Git Product home page Git Product logo

investigate-tmdb-movies-dataset's Introduction

Investigate TMDB Movies Dataset

tmdb movies 2

Executive Summary

What is the project's main purpose?

This project seeks to analyze, draw insights, and share findings from a dataset "TMDB Movies dataset" using various data analysis methods ranging from Descriptive to Exploratory Data Analysis (EDA). This project is carried out using various techniques like data wrangling (gathering, assessing and cleaning), data visualization, and explanatory data analysis.

What are some of the key findings and conclusions drawn from your analysis?

As a result of the analysis carried out, here some of the key findings and conclusions considered includes:

  • Highest grossing movies of all time includes Avatar, Star Wars, Jurassic World, Titanic, The Net etc.
  • The most profitable year in the movies industry was 2015.
  • The most popular genres are Drama, Comedy, Thriller and Action. For investment purposes, this are genres that needs be given considered.
  • A well planned budget should be considered when investing in the movies industry.

Introduction

Overview

The dataset used to carry out our analysis is the TMDB Movies Dataset. This dataset contains information about the movie industry ranging from 1966 to 2015. The dataset is made up of 12 columns and 10866 rows.

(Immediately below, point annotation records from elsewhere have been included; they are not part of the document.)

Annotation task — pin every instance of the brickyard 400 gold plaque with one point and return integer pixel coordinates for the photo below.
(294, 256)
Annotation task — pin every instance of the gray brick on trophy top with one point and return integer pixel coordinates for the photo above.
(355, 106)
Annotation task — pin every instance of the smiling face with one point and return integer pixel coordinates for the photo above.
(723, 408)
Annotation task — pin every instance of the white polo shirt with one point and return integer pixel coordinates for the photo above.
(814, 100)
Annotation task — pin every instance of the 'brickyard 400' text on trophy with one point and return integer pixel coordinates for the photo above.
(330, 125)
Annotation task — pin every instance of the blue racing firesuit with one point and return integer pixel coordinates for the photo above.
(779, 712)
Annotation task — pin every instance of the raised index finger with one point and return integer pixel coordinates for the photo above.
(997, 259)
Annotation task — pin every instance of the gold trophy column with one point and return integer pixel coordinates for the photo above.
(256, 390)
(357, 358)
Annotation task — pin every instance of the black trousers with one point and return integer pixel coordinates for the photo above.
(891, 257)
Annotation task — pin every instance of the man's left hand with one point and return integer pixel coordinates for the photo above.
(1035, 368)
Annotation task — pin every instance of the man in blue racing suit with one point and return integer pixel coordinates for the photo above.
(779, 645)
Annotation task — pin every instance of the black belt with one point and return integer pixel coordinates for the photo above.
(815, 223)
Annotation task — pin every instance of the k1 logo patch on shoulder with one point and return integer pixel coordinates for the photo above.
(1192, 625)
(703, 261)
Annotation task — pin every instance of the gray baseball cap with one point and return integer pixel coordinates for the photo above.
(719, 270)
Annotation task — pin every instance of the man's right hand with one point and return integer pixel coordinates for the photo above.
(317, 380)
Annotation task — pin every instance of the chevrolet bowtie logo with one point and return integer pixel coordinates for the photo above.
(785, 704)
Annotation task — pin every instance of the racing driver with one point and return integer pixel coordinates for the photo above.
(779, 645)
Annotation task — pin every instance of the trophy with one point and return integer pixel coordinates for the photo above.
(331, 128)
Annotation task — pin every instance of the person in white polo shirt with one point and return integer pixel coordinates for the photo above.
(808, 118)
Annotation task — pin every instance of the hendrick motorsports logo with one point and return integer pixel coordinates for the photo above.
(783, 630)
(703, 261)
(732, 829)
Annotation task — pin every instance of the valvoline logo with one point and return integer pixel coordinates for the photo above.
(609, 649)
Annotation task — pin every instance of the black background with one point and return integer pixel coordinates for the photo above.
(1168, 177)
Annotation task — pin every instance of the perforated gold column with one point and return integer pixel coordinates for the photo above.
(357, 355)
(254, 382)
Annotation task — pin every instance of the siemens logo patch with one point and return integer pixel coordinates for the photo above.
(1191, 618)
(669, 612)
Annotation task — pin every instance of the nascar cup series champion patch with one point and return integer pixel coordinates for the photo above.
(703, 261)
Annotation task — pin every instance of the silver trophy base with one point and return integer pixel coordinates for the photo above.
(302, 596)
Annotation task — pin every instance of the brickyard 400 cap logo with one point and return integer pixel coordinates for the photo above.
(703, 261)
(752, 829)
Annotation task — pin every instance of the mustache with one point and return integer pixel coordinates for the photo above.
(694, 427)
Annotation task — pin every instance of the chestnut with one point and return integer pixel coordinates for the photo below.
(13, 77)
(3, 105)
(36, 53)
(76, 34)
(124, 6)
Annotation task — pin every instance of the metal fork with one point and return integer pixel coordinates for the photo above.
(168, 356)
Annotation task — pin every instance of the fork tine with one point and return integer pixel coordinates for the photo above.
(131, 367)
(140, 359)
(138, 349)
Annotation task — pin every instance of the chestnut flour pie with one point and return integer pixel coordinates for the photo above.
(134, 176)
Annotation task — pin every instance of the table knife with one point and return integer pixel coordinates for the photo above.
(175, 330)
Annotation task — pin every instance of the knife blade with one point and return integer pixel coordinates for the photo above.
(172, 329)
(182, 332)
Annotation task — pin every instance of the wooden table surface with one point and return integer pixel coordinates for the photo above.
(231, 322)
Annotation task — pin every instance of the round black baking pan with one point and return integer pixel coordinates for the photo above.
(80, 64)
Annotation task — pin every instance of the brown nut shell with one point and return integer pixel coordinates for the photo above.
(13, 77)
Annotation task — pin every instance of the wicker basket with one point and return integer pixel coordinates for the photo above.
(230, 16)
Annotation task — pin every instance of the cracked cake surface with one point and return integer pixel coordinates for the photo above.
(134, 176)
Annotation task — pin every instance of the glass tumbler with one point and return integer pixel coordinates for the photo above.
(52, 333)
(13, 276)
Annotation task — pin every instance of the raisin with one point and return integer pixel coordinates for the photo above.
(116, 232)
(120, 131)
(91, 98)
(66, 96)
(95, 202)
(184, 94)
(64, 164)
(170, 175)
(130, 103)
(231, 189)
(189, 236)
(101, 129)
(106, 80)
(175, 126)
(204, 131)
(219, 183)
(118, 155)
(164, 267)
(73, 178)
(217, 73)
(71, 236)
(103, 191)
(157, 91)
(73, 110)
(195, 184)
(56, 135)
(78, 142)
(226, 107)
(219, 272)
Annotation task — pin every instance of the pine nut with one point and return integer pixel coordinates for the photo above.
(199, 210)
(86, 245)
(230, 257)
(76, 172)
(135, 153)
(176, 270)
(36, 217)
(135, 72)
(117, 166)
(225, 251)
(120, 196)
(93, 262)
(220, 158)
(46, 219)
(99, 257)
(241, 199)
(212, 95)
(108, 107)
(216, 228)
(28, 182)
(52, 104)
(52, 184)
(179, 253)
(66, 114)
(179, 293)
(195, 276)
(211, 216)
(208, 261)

It fields include id, imdb_id, popularity, budget etc. Moreover, certain features like

  • 'cast', 'genres' and 'production_companies' contains multiple values which are seperated by pipes
  • values entered in the TMDB dataset are made up of unrecognisable characters that aren't english and as a matter of fact cannot be read and understood
  • the dataset is not up-to-date as it begins and ends from 1966 to 2015
  • the dataset contains huge amount of 0's.

What are the problems tackled in project?

The problems tackled in this project explores the data further giving us insights inot the trends, characteristics and features that hidden the data to help us make more informed data driven decisions. These problems includes:

  • What are the Top 10 highest grossing movies of all-time?
  • What is the movies industry's most profitable year in the most recent decade?
  • What is the relationship between overall annual Profit and Budget in the movies industry for the most recent decade?
  • What is the relationship between overall annual Profit and Revenue in the movies industry for the most recent decade?
  • What are the most popular genres throughout the years?

Why is the project important?

The project covers each step of the data analysis process in a chronological order from data gathering, data assessment and cleaning, data exploration, data visualization to sharing findings to perform thorough analysis on the data in question.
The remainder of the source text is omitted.